Cherry-picked timeframes are another red flag. A stock chart showing only the last three months of gains hides the year of losses that preceded them. Always ask what happens if you zoom out. And watch for graphs where the visual proportions don’t match the underlying numbers. A pie chart where a 30% slice looks bigger than a 35% slice, or a 3D chart that distorts relative sizes through perspective, are signs of either incompetence or intent to mislead.

Internal and External Validity

These two concepts help you decide how much to trust a study’s findings and how far you can extend them. Internal validity asks whether the study was designed and conducted well enough to support its own conclusions. Did the researchers control for other explanations? Were participants assigned to groups randomly? Did people drop out in ways that could skew results? High internal validity means the cause-and-effect relationship the study claims is probably real, at least within the study itself.

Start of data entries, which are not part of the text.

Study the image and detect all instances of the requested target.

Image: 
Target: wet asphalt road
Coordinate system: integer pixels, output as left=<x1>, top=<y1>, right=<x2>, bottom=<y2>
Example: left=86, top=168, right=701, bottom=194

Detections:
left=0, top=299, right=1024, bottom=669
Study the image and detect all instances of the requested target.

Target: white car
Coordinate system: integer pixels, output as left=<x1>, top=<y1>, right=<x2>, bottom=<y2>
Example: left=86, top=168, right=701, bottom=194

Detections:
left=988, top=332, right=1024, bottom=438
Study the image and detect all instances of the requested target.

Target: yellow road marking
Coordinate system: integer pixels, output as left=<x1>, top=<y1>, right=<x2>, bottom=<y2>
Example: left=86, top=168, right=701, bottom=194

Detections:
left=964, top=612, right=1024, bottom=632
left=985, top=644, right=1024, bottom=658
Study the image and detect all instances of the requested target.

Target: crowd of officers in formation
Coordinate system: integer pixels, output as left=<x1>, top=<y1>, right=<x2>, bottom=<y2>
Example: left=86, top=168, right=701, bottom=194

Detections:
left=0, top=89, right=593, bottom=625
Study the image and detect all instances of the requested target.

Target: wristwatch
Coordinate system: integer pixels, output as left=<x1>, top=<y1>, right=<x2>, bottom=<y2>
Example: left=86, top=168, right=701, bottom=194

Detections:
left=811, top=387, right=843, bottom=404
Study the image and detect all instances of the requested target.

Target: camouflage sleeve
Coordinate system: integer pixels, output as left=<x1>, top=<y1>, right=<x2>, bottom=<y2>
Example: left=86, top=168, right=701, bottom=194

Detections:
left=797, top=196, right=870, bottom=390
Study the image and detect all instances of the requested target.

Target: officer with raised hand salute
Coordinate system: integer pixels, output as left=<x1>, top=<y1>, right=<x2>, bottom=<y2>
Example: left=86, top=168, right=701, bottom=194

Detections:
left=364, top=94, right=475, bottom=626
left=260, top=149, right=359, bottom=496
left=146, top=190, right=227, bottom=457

External validity asks whether those findings apply beyond the specific conditions of the study. Research conducted exclusively on college students in one country may not generalize to older adults or different cultures. Studies that exclude people with common complications (other health conditions, concurrent medications, severe symptoms) produce clean results but may not reflect what happens in the real world, where patients rarely fit neatly into study criteria. Short-term studies of conditions that require long-term management face the same limitation.

When you’re evaluating data from a study, internal validity tells you whether to believe the results. External validity tells you whether those results apply to your situation.